NORMAN, Okla. (KFOR) – An OU electrical engineering professor has taken a 1940’s home and transformed it to to a full-scale research lab.

It’s giving students real-world experience in studying electrical energy.

The 1940’s bungalow near OU’s campus may not look like much – but it’s having a big impact. 

“It’s just surprising – the single project became the test bed for the entire almost college of engineering students’ playground,” said Li Song, Ph.D., an engineering professor at OU. 

A few years ago, Song needed a laboratory, and in 2019 this house, made possible by research funding from the Oklahoma Center for Advancement of Science and Technology, Pacific Northwest National Laboratory and OG& E, filled that need. 

Song had seen previous research on smart, WiFi thermostats – with researchers analyzing usage data – but she wanted to take a deeper dive into their physical systems. 

First, she needed to give the old home a bit of a facelift. 

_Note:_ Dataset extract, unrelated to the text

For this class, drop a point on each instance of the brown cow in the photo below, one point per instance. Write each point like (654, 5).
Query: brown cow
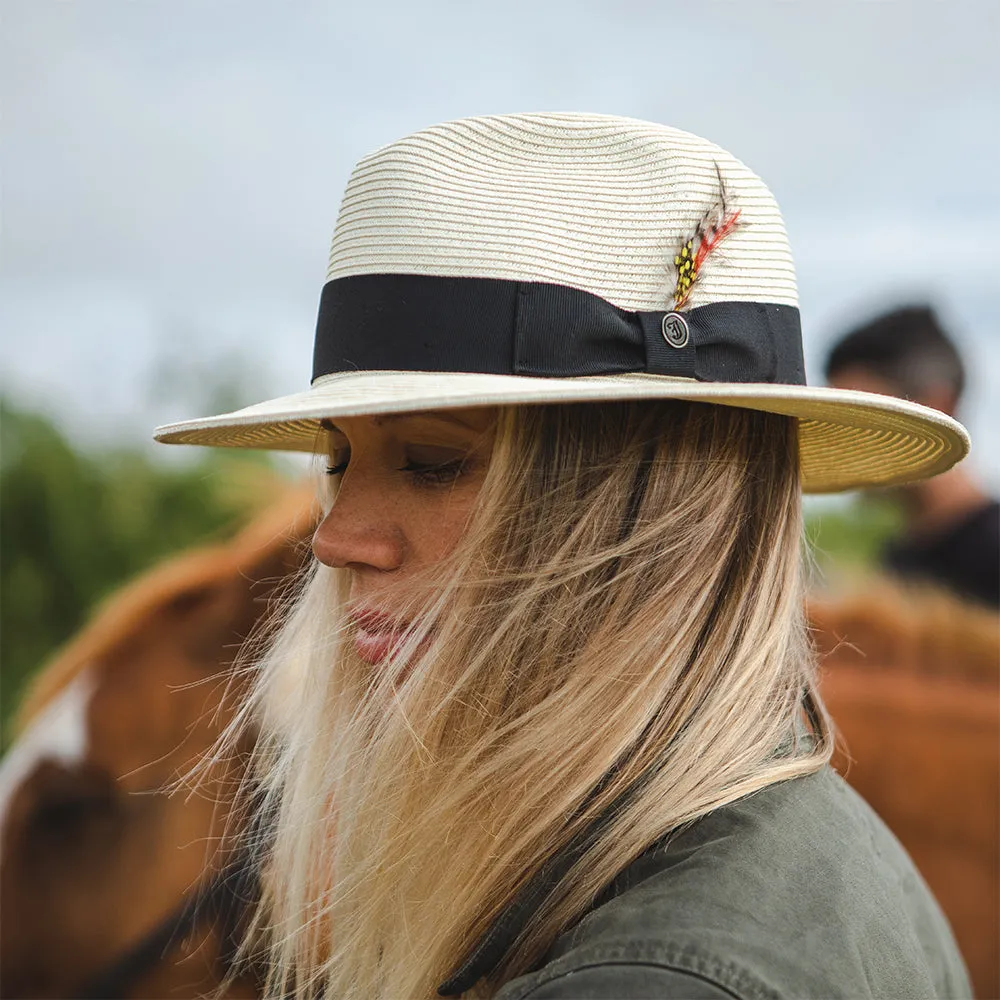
(912, 680)
(92, 877)
(97, 860)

“After we converted the House to fully 100% electricity powered, we have more devices to test with,” Song said. “So that does make our research more challenging, more interesting, and then we can deliver a more cutting edge result.”

Students got creative, working with a tight budget, to outfit the home with more than 50 channels of sensors. 

“You’ll see they either measure air temperature or the wall surface temperature,” Song said. “The wall surface temperature, we have interior, exterior.”

In the home and remotely, students are able to analyze data from the house and a dozen other thermal home models in Oklahoma, Miami, Fl., and Washington state.

Over the last few years, almost 20 engineering students have used it for everything from undergraduate research to capstone projects and a master’s thesis. 

“This is actually something needed for student training, education purposes,” Song said. “So with that in mind, we want to sustain the operation of this house.”

Funding is always needed to help keep this project and others like it going.